A green threading library with true concurrency for Python

jacob019 · on Aug 16, 2013

I don't really get what advantage this gives me beyond using gevent. There's still no parallelism. The readme describes it as "A solution to concurrency," but I already get that using gevent. Is it just to improve communication between green threads?

jerf · on Aug 16, 2013

It appears to add some amount of Python-bytecode level preemption to gevent, which allows you to hopefully avoid some of the pathological cases of cooperative scheduling. Said pathological cases are only a matter of scale... if your program becomes large enough, you will hit them, eventually.
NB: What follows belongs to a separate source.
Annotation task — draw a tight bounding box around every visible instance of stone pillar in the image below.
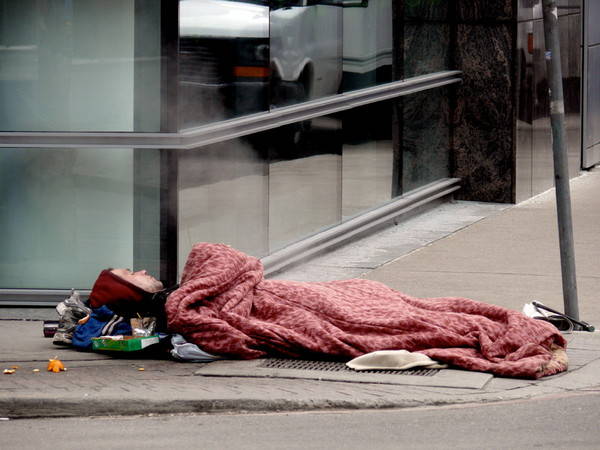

That said, with no offense intended to mirman, I'd really hesitate before using this for anything serious enough to reach that scale in the first place. Gevent, frankly, visibly pushes Python to the limits (and occasionally a bit beyond), trying to also tack on some preemption on an environment not fundamentally expecting it would scare me another notch.

mirman · on Aug 16, 2013

No offense taken - both of these are obviously visibly delicate.

There is a version in the history that used Greenlet instead of gevent which was potentially a bit less delicate, but it required wrapping of the main file and didn't work with time.sleep, and I didn't feel like it was worth writing my own locks, semaphores, mutexes, pipes and whatnot.

hogu · on Aug 16, 2013

what are the pathological cases one runs into with gevent?

jerf · on Aug 16, 2013

With a cooperative scheduler, you will, sooner or later, experience some form of starvation. The most obvious is the process that just infinitely loops, but less obvious situations will end up popping up too; calls that you thought were handled by the event loop but turn out to be blocking and add up when you start calling them at scale, strange behavior when you have a set of processes that turn out to yield far less often than you thought and the system starts behaving with much higher latency than it should if you get too many of them, and all kinds of such manifestations. There's also the inability to create things that watch other things; if something does go spinning off into infinity, nothing else gets to run to kill it.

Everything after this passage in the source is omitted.